I imagine growing up gay in northern Maine is incredible training ground for strength, character building and deep resilience. If you are not a gay man, please stop for a moment and take this in: Homo, pedophile, pervert.

Endurance of homophobia becomes an asset when one survives through both societal and internalized hatred to come out on a scale of this magnitude.

Regardless of how you vote, it is this endurance that all Maine people might try to understand as we comprehend U.S. Rep. Mike Michaud’s brave disclosure that heterosexual candidates never have to even think about.
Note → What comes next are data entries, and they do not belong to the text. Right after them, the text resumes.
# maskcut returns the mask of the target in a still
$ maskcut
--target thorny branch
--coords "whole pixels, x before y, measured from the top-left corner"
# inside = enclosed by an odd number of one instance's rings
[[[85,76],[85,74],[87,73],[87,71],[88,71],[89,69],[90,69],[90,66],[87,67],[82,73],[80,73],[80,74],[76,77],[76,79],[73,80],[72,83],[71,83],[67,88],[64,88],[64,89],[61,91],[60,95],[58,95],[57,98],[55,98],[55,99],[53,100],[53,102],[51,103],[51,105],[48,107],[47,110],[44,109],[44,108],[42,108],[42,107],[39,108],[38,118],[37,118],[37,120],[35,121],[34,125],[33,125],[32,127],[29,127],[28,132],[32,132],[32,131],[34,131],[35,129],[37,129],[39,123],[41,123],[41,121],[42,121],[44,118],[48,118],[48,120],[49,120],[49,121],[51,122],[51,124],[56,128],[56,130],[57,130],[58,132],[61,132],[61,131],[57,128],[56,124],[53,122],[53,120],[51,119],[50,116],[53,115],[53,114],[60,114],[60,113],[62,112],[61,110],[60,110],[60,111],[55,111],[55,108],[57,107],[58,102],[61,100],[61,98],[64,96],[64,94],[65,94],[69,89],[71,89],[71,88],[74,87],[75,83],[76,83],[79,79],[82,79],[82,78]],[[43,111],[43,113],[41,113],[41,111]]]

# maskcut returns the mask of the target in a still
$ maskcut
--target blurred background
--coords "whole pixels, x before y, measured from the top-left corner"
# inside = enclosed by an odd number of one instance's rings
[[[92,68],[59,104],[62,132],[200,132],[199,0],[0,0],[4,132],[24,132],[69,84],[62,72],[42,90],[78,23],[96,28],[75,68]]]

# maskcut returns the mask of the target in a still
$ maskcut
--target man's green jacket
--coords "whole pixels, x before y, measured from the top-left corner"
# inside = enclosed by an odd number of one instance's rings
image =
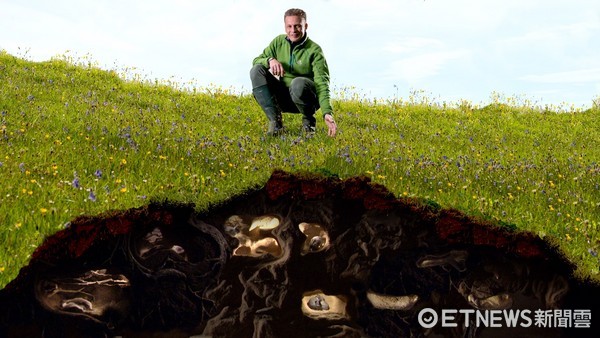
[[[296,77],[306,77],[315,82],[317,98],[323,115],[332,114],[329,92],[329,67],[319,45],[305,35],[302,40],[291,43],[285,34],[277,36],[257,56],[252,65],[261,64],[269,68],[269,58],[275,58],[283,66],[283,82],[287,87]]]

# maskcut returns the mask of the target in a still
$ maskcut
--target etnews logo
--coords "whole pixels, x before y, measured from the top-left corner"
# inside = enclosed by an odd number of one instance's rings
[[[424,308],[419,312],[419,325],[426,329],[441,327],[541,327],[590,328],[591,310],[475,310]]]

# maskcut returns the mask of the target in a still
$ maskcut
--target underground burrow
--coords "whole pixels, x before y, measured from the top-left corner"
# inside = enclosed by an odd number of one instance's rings
[[[573,271],[366,177],[275,171],[206,210],[74,219],[0,290],[0,336],[595,337],[600,288]]]

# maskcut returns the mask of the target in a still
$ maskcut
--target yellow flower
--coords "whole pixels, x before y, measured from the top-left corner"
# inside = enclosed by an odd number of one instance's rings
[[[126,159],[122,159],[121,160],[121,165],[125,165],[125,164],[127,164],[127,160]]]
[[[5,268],[3,266],[0,266],[0,273],[4,272],[4,269]]]
[[[23,225],[23,224],[21,224],[21,222],[17,222],[17,223],[15,224],[15,228],[17,228],[17,229],[18,229],[18,228],[20,228],[22,225]]]
[[[119,191],[120,191],[120,192],[127,192],[127,188],[126,188],[126,187],[123,187],[123,188],[121,188],[121,190],[119,190]]]
[[[40,208],[40,212],[42,213],[42,215],[45,215],[48,212],[48,209]]]

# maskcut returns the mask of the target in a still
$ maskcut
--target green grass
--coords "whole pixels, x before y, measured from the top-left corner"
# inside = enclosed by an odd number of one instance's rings
[[[275,168],[369,175],[399,197],[547,236],[580,276],[599,279],[598,107],[338,97],[336,138],[322,121],[301,137],[296,115],[284,116],[286,134],[265,138],[249,95],[0,52],[0,287],[79,215],[163,199],[203,208]]]

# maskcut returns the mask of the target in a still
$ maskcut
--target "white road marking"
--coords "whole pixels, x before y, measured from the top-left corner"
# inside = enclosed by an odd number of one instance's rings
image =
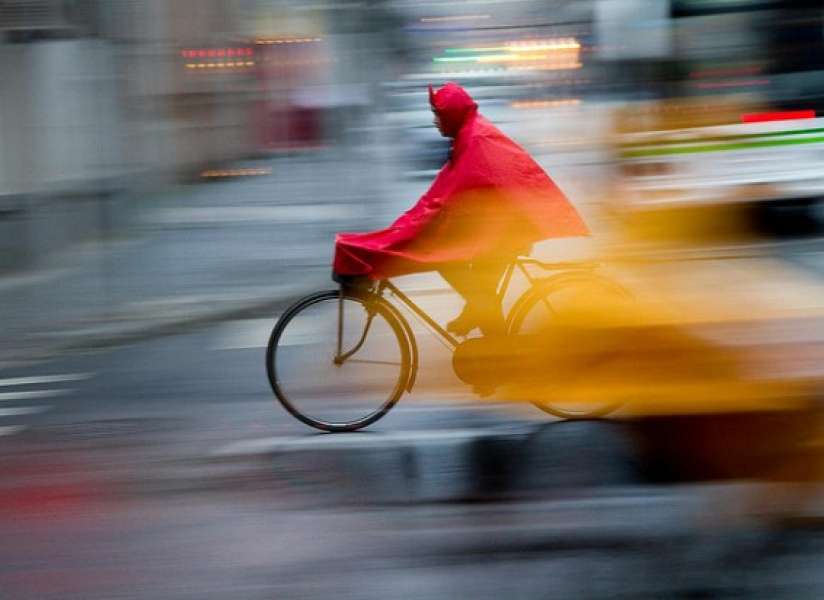
[[[6,427],[0,427],[0,437],[4,435],[14,435],[15,433],[20,433],[24,429],[27,429],[25,425],[7,425]]]
[[[231,321],[220,329],[219,340],[215,350],[244,350],[248,348],[265,348],[276,319],[244,319]],[[328,324],[319,320],[296,319],[289,324],[286,335],[281,338],[280,346],[302,346],[328,339]],[[327,333],[324,337],[323,334]]]
[[[212,206],[159,210],[149,220],[161,224],[311,223],[356,217],[360,209],[346,205],[284,204],[280,206]]]
[[[216,349],[265,348],[275,323],[275,319],[245,319],[227,323],[220,329],[220,341]]]
[[[34,398],[54,398],[65,396],[71,390],[35,390],[29,392],[3,392],[0,393],[0,402],[10,402],[12,400],[32,400]]]
[[[405,404],[402,406],[396,406],[392,409],[392,412],[407,412],[407,413],[414,413],[414,412],[443,412],[443,411],[456,411],[456,410],[465,410],[465,411],[484,411],[484,410],[507,410],[512,408],[511,404],[489,404],[489,403],[481,403],[481,402],[473,402],[466,404],[452,404],[452,405],[438,405],[438,404]]]
[[[338,449],[345,447],[379,448],[387,445],[428,442],[458,443],[489,435],[525,435],[524,430],[514,428],[498,429],[440,429],[392,433],[346,433],[318,434],[304,436],[276,436],[257,440],[245,440],[223,446],[213,452],[214,456],[244,456],[274,452],[289,452],[306,449]]]
[[[50,410],[51,406],[18,406],[15,408],[0,408],[0,417],[16,417],[18,415],[36,415]]]
[[[3,387],[9,388],[14,386],[31,386],[49,383],[60,383],[64,381],[83,381],[91,379],[94,375],[92,373],[63,373],[59,375],[35,375],[29,377],[12,377],[0,379],[0,389]],[[0,392],[0,402],[16,402],[21,400],[34,400],[39,398],[55,398],[57,396],[65,396],[72,390],[70,389],[54,389],[54,390],[16,390],[9,392]],[[50,405],[42,406],[12,406],[7,408],[0,408],[0,418],[16,417],[21,415],[35,415],[51,410]],[[13,435],[26,429],[26,425],[6,425],[0,426],[0,436]]]
[[[93,373],[66,373],[63,375],[39,375],[34,377],[15,377],[0,379],[0,387],[14,385],[37,385],[41,383],[60,383],[62,381],[84,381],[94,377]]]

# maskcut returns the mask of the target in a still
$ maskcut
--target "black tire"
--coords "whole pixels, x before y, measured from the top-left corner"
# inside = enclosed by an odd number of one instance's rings
[[[595,289],[600,290],[601,293],[613,294],[623,300],[632,297],[625,288],[605,277],[586,271],[561,273],[547,279],[536,281],[535,284],[515,302],[507,317],[507,332],[510,335],[523,333],[521,330],[527,317],[539,303],[543,303],[544,300],[546,300],[546,302],[551,305],[551,296],[576,285],[595,286]],[[569,410],[564,408],[557,398],[554,402],[552,398],[542,399],[540,401],[531,399],[530,402],[545,413],[567,420],[603,417],[620,406],[620,403],[610,401],[599,404],[587,404],[587,406],[581,410]]]
[[[305,410],[304,406],[301,405],[300,402],[297,401],[295,394],[295,388],[292,386],[291,383],[287,383],[284,381],[284,374],[283,370],[279,370],[278,368],[278,357],[279,357],[279,350],[281,355],[284,354],[284,348],[286,344],[283,342],[283,337],[286,332],[290,330],[290,324],[295,322],[297,317],[300,317],[302,313],[306,314],[307,311],[310,311],[313,307],[317,307],[321,305],[321,303],[334,303],[336,307],[339,300],[340,300],[340,290],[329,290],[325,292],[318,292],[316,294],[312,294],[302,298],[301,300],[297,301],[293,304],[290,308],[288,308],[278,319],[277,323],[275,324],[274,329],[272,330],[272,334],[269,337],[269,345],[266,349],[266,373],[269,378],[269,384],[272,386],[272,391],[274,392],[277,399],[283,405],[283,407],[296,419],[309,425],[310,427],[314,427],[316,429],[320,429],[322,431],[329,431],[329,432],[339,432],[339,431],[355,431],[357,429],[361,429],[368,425],[371,425],[381,417],[383,417],[389,410],[397,403],[400,399],[401,395],[403,394],[405,388],[407,387],[407,383],[410,377],[410,343],[407,339],[406,328],[401,323],[400,318],[397,316],[396,311],[393,311],[391,306],[383,300],[382,298],[378,298],[369,292],[358,292],[355,290],[346,290],[344,291],[343,295],[343,302],[344,302],[344,314],[351,314],[353,309],[360,309],[366,311],[364,315],[368,315],[368,311],[374,311],[374,319],[381,319],[386,326],[388,326],[388,332],[391,332],[390,338],[393,340],[390,342],[392,344],[397,344],[397,356],[398,356],[398,363],[397,363],[397,377],[392,376],[391,379],[393,380],[391,386],[387,386],[388,389],[385,392],[385,398],[383,392],[378,392],[378,396],[382,398],[375,402],[374,410],[368,410],[366,414],[363,416],[358,416],[357,418],[352,419],[344,419],[344,420],[327,420],[325,418],[319,418],[317,415],[310,415],[308,411]],[[324,304],[324,310],[328,307],[328,305]],[[367,309],[368,307],[368,309]],[[358,313],[360,314],[360,313]],[[317,318],[312,319],[311,317],[307,317],[308,322],[316,323]],[[375,321],[373,320],[372,323]],[[321,324],[321,325],[329,325]],[[337,318],[335,318],[334,323],[332,326],[337,327]],[[361,329],[361,331],[363,331]],[[370,328],[370,331],[373,331]],[[374,336],[373,336],[374,337]],[[369,340],[369,335],[364,338],[365,340]],[[324,344],[324,340],[320,341],[320,344],[323,349],[323,353],[325,354],[327,344]],[[364,343],[364,345],[366,342]],[[331,360],[335,353],[336,347],[336,338],[333,340],[331,344],[331,348],[329,348],[330,354],[328,354],[328,358]],[[391,349],[386,348],[385,351],[389,353]],[[321,355],[313,355],[315,363],[318,361],[325,361],[324,357]],[[336,364],[333,361],[329,363],[330,366],[330,373],[335,373],[336,369],[343,369],[346,367],[347,363],[356,363],[358,362],[357,359],[351,361],[345,361],[342,364]],[[384,361],[361,361],[361,362],[381,362]],[[385,365],[390,365],[395,363],[389,363],[388,361],[385,362]],[[308,365],[304,362],[298,367],[303,369],[304,365]],[[381,365],[383,366],[383,364]],[[331,379],[331,378],[330,378]],[[312,380],[313,383],[317,384],[317,380]],[[325,382],[320,382],[322,385]],[[326,392],[330,396],[335,395],[334,390],[330,390]]]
Congratulations, Michaud, you have already won. Best of luck, and thank you for your inspiring courage. May it lift all Mainers up toward deep truth.

Sage Hayes



Enjoying Maine

Regarding the concession contract for Acadia National Park, my husband and I have been sailing to Acadia for the last 15 years. We tie up the boat and hike the trails. We enjoy taking the free buses on rainy days. It is so nice to go to the Jordon Pond House Restaurant, sit and enjoy a lovely lunch or dinner in that gorgeous, window-filled environment. Another beautiful benefit is talking to the delightful servers, many of them far from their home.

Don’t screw up a good thing.

Carol Latta


Blue news

Two days in a row? Seriously? With everything else going on in the world and even in this area, the BDN had to put Rep. Mike Michaud’s announcement that he was gay as the headline? What does it matter? It has nothing to do with his ability to do his job.

Is tomorrow’s headline going to be, “Mike Michaud announces his favorite color is blue”? That has just about as much to do with him as a gubernatorial candidate as the BDN’s headlines the last two days.

How about something that actually concerns the people of Maine? Like how he plans to reduce taxes or bring businesses to the state? The BDN should grow up; it’s 2013. I, for one, hope he has some good ideas on how to get this state on track, and I bet I am not the only one.